Ángel Royo

Personal information
- Full name: Ángel Royo Areste
- Date of birth: 12 August 1966 (age 58)
- Place of birth: Sariñena, Spain

Team information
- Current team: Almudévar (coach)

Youth career
- Years: Team
- Sariñena

Managerial career
- 1992–1996: Sariñena (youth)
- 1997–1999: Lalueza
- 1999: Peralta
- 2000–2002: Lanaja
- 2002–2004: Almudévar
- 2004–2009: San Lorenzo
- 2009–2010: Barbastro
- 2010: Atlético Monzón
- 2010–2011: Huesca (assistant)
- 2011: Huesca
- 2012: Huesca (interim)
- 2016–: Almudévar

= Ángel Royo =

Spanish football manager (born 1966)

Ángel Royo Areste (born 12 August 1966) is a Spanish football manager, currently in charge of AD Almudévar.

==Managerial career==
Born in Sariñena, Huesca, Aragon, Royo suffered a serious injury while playing for CD Sariñena's youth setup, which subsequently ended his career as a footballer. He started working as a manager with the club's youth setup, and subsequently coached teams in his native region, his longest spell being with UD San Lorenzo.

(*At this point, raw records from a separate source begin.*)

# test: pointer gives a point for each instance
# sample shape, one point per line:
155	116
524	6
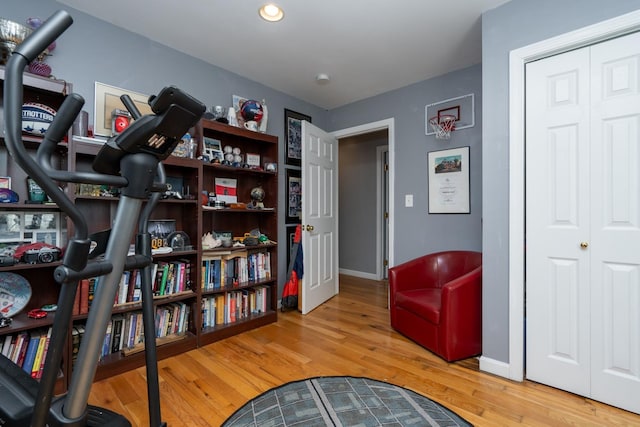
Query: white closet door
615	222
557	221
583	222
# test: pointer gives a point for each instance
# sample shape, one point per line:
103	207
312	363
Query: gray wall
511	26
416	231
358	204
92	50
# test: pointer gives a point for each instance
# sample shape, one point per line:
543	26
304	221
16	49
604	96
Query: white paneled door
583	221
319	216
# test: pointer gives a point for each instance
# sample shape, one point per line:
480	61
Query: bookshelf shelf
189	216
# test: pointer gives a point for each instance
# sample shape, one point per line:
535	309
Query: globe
251	110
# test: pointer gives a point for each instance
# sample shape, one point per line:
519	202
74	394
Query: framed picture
293	136
10	226
253	160
449	181
291	233
461	107
212	150
107	99
293	196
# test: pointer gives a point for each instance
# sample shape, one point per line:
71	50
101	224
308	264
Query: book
84	296
116	336
21	348
44	353
38	360
7	345
133	281
164	268
106	345
30	354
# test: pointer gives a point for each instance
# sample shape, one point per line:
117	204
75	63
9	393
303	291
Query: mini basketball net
443	125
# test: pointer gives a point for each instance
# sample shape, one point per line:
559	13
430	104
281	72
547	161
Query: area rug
342	401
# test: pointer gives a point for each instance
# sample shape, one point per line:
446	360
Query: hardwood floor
348	335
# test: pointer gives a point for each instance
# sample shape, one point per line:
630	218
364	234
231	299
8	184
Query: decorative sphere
251	110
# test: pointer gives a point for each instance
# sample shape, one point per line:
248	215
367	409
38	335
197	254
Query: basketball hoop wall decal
443	117
443	125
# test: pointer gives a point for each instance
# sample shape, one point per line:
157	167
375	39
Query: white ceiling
367	47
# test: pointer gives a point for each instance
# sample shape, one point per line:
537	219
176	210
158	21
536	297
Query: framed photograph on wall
293	196
107	99
449	181
293	136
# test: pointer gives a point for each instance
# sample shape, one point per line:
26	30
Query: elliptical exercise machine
130	161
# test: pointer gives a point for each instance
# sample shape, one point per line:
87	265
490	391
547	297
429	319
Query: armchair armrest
418	273
461	314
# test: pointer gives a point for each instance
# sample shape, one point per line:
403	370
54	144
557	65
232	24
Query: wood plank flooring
348	335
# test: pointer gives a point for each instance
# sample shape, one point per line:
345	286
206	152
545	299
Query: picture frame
461	107
107	99
291	233
293	136
31	226
212	149
449	181
253	160
293	196
5	182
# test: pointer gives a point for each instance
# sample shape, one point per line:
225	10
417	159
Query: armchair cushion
436	300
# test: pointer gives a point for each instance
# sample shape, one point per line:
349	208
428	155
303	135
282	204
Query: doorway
381	229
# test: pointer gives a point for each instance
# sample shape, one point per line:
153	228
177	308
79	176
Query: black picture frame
293	136
293	188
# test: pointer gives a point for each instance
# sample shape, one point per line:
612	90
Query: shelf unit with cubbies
191	177
249	290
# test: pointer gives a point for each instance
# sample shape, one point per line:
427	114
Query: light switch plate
408	200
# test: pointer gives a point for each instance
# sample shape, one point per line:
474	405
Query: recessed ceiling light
323	78
270	12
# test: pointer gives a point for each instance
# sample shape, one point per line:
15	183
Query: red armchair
436	300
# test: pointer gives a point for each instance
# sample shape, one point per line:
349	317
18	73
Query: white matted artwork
461	107
107	99
449	181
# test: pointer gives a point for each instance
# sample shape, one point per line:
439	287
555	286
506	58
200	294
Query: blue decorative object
251	110
15	293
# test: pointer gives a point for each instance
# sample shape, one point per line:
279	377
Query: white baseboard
359	274
495	367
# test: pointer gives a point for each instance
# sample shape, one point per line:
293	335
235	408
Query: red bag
290	290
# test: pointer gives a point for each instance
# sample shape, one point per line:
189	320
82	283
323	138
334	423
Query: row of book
234	268
125	331
28	350
167	277
232	306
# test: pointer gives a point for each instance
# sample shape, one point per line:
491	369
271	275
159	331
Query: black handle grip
47	33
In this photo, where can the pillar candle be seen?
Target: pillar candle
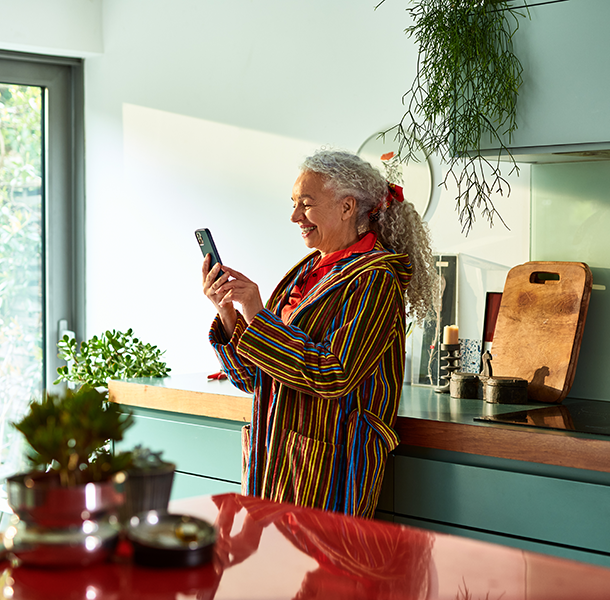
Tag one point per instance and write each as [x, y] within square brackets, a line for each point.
[450, 334]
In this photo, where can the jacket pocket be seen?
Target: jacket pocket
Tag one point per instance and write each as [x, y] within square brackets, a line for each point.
[369, 440]
[307, 472]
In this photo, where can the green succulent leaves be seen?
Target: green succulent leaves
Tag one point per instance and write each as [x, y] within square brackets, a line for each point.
[69, 434]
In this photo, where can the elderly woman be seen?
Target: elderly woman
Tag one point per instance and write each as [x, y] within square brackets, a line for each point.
[325, 356]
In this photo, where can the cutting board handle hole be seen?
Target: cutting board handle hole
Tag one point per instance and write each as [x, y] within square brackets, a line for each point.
[544, 277]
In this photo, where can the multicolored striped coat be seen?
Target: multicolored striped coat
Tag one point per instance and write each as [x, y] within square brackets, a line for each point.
[326, 385]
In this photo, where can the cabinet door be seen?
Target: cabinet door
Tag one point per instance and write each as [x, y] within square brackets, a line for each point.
[197, 445]
[532, 507]
[188, 486]
[564, 97]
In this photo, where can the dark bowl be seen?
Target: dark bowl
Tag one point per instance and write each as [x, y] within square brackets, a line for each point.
[160, 539]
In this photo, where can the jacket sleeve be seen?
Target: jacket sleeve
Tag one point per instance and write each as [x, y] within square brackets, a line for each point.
[240, 371]
[365, 325]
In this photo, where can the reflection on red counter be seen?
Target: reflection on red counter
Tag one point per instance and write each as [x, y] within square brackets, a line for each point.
[271, 550]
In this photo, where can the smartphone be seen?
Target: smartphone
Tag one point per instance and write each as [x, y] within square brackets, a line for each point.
[207, 245]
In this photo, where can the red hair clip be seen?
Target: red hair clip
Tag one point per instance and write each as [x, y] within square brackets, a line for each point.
[394, 194]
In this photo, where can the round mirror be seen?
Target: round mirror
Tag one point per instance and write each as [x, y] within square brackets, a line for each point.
[415, 177]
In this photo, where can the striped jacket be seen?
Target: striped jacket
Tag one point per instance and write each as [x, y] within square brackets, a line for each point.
[327, 385]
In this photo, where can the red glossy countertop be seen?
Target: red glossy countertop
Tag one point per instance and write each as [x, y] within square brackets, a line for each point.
[267, 550]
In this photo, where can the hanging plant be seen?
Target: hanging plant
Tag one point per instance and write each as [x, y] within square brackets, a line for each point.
[464, 93]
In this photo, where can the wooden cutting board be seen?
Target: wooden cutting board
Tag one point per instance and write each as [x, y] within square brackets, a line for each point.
[540, 325]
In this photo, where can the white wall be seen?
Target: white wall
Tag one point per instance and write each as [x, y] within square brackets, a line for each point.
[198, 113]
[60, 27]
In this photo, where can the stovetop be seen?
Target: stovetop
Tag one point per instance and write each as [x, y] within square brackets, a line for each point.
[582, 416]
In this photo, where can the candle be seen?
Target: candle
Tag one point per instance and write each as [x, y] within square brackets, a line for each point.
[450, 334]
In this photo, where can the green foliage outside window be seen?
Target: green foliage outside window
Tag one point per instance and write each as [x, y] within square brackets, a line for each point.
[20, 254]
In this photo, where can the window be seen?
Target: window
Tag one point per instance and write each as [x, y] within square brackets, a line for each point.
[41, 228]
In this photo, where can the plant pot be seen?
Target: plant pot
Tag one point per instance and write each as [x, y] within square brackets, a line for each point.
[147, 489]
[56, 526]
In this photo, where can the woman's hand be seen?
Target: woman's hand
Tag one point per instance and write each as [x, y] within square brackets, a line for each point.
[232, 286]
[224, 306]
[238, 288]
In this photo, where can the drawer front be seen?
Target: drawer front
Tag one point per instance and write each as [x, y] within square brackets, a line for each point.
[534, 507]
[188, 486]
[199, 449]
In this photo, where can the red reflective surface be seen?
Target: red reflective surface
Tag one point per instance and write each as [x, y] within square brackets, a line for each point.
[268, 550]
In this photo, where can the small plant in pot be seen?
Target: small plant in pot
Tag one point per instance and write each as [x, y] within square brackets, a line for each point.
[112, 355]
[121, 355]
[66, 505]
[149, 483]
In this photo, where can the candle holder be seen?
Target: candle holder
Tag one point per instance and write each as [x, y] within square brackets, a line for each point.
[452, 363]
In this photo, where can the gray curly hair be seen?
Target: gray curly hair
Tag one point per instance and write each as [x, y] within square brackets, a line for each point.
[399, 227]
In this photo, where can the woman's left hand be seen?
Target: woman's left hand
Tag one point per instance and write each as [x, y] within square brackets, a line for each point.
[242, 290]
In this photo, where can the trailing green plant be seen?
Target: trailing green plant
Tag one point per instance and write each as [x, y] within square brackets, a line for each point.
[69, 433]
[112, 355]
[465, 92]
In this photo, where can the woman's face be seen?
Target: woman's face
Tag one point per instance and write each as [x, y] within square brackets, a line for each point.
[326, 223]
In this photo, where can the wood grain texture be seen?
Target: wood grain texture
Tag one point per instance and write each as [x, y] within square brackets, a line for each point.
[540, 326]
[205, 404]
[548, 447]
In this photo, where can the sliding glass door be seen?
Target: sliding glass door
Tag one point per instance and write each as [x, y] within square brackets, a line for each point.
[41, 257]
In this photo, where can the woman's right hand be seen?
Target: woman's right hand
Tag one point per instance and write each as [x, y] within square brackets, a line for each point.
[226, 309]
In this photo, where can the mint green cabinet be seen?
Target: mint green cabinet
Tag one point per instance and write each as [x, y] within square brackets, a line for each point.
[555, 510]
[207, 452]
[564, 97]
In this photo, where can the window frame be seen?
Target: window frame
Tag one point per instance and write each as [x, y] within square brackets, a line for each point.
[63, 191]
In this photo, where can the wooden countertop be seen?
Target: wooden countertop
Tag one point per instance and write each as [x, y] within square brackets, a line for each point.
[425, 420]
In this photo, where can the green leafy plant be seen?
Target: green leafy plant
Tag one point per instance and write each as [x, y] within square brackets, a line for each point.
[112, 355]
[465, 91]
[69, 433]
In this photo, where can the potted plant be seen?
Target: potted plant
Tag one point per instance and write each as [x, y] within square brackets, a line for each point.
[465, 91]
[112, 355]
[149, 483]
[66, 505]
[121, 355]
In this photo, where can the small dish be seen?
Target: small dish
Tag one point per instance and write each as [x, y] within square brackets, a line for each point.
[160, 539]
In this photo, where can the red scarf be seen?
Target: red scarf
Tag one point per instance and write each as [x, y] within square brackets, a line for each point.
[321, 268]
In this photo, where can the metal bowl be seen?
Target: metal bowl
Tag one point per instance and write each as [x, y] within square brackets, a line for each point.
[160, 539]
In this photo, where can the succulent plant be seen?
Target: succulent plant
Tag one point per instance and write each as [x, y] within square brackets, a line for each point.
[69, 434]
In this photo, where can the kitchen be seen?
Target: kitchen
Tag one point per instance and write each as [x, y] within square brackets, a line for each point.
[198, 115]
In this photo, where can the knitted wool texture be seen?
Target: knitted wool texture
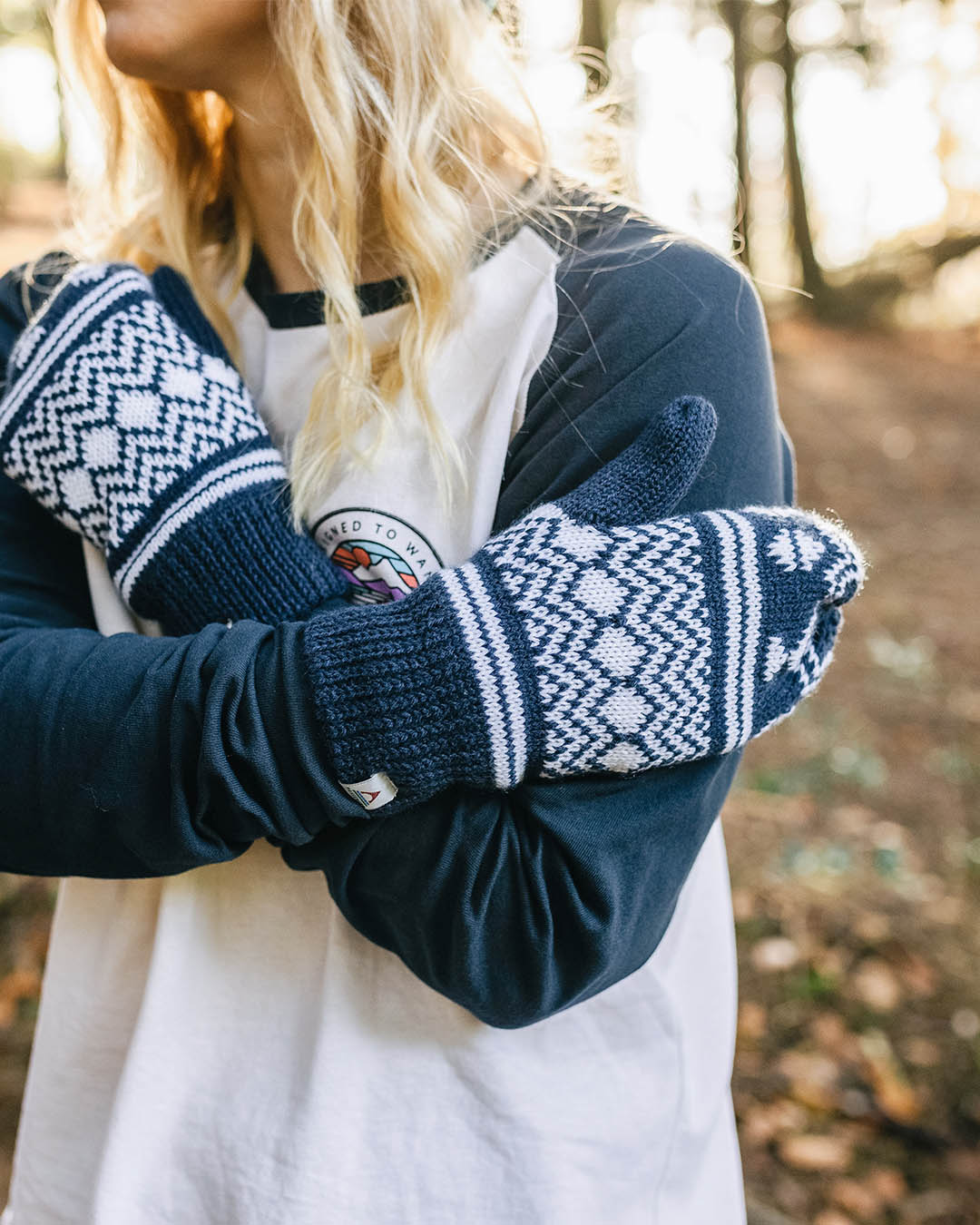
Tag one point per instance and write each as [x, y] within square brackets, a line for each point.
[124, 416]
[570, 643]
[577, 641]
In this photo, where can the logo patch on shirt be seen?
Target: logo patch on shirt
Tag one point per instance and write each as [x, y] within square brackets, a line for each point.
[385, 557]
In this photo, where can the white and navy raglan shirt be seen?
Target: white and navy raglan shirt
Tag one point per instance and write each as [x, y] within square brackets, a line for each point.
[266, 1006]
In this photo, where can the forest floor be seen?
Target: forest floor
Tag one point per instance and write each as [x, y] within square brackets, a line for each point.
[853, 828]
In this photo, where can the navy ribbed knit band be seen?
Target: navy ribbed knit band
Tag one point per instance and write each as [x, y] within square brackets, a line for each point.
[126, 419]
[567, 646]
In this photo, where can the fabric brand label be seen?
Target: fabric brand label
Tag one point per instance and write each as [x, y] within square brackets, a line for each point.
[373, 793]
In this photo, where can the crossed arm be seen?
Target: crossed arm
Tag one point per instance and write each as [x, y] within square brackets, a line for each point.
[130, 756]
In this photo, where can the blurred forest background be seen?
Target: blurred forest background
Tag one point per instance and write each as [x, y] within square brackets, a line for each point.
[835, 147]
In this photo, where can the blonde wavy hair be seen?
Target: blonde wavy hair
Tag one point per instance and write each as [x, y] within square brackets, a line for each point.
[403, 142]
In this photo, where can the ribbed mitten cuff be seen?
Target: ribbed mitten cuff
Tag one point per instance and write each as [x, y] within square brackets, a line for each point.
[224, 550]
[413, 693]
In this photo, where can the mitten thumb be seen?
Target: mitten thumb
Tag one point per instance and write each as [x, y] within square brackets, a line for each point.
[174, 294]
[650, 478]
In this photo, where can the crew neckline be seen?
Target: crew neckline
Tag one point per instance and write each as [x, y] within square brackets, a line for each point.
[304, 308]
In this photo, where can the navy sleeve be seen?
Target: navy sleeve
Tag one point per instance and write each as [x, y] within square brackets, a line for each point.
[518, 904]
[162, 753]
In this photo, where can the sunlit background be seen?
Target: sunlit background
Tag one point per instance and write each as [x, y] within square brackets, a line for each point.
[886, 108]
[833, 146]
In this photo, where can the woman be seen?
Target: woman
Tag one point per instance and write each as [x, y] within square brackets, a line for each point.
[235, 1044]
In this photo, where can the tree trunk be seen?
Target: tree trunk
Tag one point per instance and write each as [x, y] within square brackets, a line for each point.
[802, 238]
[734, 14]
[594, 32]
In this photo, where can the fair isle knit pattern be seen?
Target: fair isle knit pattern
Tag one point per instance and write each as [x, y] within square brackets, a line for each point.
[658, 644]
[573, 646]
[125, 418]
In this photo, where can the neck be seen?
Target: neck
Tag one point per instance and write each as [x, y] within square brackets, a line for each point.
[269, 184]
[270, 188]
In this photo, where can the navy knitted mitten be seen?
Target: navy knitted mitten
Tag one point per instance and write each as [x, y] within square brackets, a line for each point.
[125, 418]
[577, 642]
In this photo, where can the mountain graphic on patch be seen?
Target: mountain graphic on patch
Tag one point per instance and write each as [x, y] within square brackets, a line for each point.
[377, 571]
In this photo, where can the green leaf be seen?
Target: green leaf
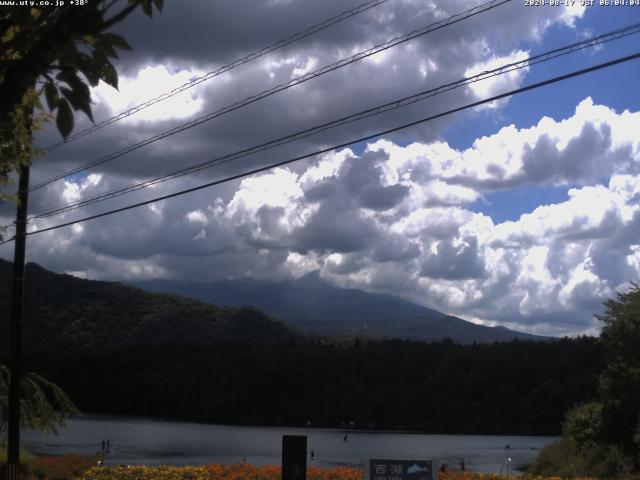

In May 2010 Royo was appointed Atlético Monzón manager, but left the club two months later, being named assistant at SD Huesca.

On 8 June 2011 Royo was appointed manager of Huesca, replacing Onésimo Sánchez. On 3 October, after winning two of six matches, he was relieved from his duties and joined the club's board.

On 10 December 2012 Royo was named interim manager of the azulgranas, in the place of fired Antonio Calderón. On the 26th, after two losses, he returned to his previous role, being replaced by Jorge D'Alessandro.